Business

Revenue Ambitions Rise as Government Prepares Targeted Salary Tax Reforms

The federal government is going to give significant tax relief to selected sections of the salaried class in the upcoming budget for the financial year 2026-27, but there are no signs of any major relief for millions of low and middle-income employees.

According to official sources familiar with the budget proposals, the government is considering a significant reduction in the tax rate for employees earning more than Rs 230,000 per month. On the other hand, the current tax structure is likely to remain almost unchanged for those earning between Rs 100,000 and Rs 183,000 per month.

This situation has come to light at a time when the government is going to set a record revenue target of Rs 15.3 trillion for the Federal Board of Revenue. This target is about Rs 2.3 trillion more than the previous financial year and achieving it will be a very difficult challenge in the eyes of experts.

According to sources, the proposed tax relief has been designed mainly for those employees whose monthly salary is between Rs 230,000 and Rs 341,000. Proposals to reduce the tax rate for this segment and reduce the maximum tax rate from 35 percent to about 30 percent are under consideration.

Economists are questioning why salaried individuals with relatively low incomes are being deprived of relief when inflation and the cost of living are continuously increasing. According to them, the most pressure in the current economic situation is on the middle class, which is already facing increasing expenses and limited income.

The government is also going to introduce additional measures worth about Rs 660 to 700 billion to increase revenues. These include a plan to collect additional revenues through tax enforcement and monitoring, in addition to new tax measures.

On the other hand, some import duties are being reduced in the trade sector, however, the decision to provide relief to the automobile sector or a major reduction in import tariffs has been postponed. According to sources, due to pressure from local car manufacturers, the government seems to be sticking to its policy of continuing to provide protection to this sector.
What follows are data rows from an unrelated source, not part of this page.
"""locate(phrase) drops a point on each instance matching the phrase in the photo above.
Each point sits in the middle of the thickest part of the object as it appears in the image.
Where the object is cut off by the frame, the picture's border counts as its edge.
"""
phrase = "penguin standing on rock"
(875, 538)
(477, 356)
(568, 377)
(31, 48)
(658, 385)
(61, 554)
Business circles say that while the tax relief is welcome, its impact on overall economic activity may be limited due to its limited scope. According to experts, the real challenge for the government will be to achieve extraordinary revenue targets, promote economic growth and keep inflation under control.

The upcoming budget will make it clear whether the government is able to strike an effective balance between IMF conditions, increasing revenue targets and public relief.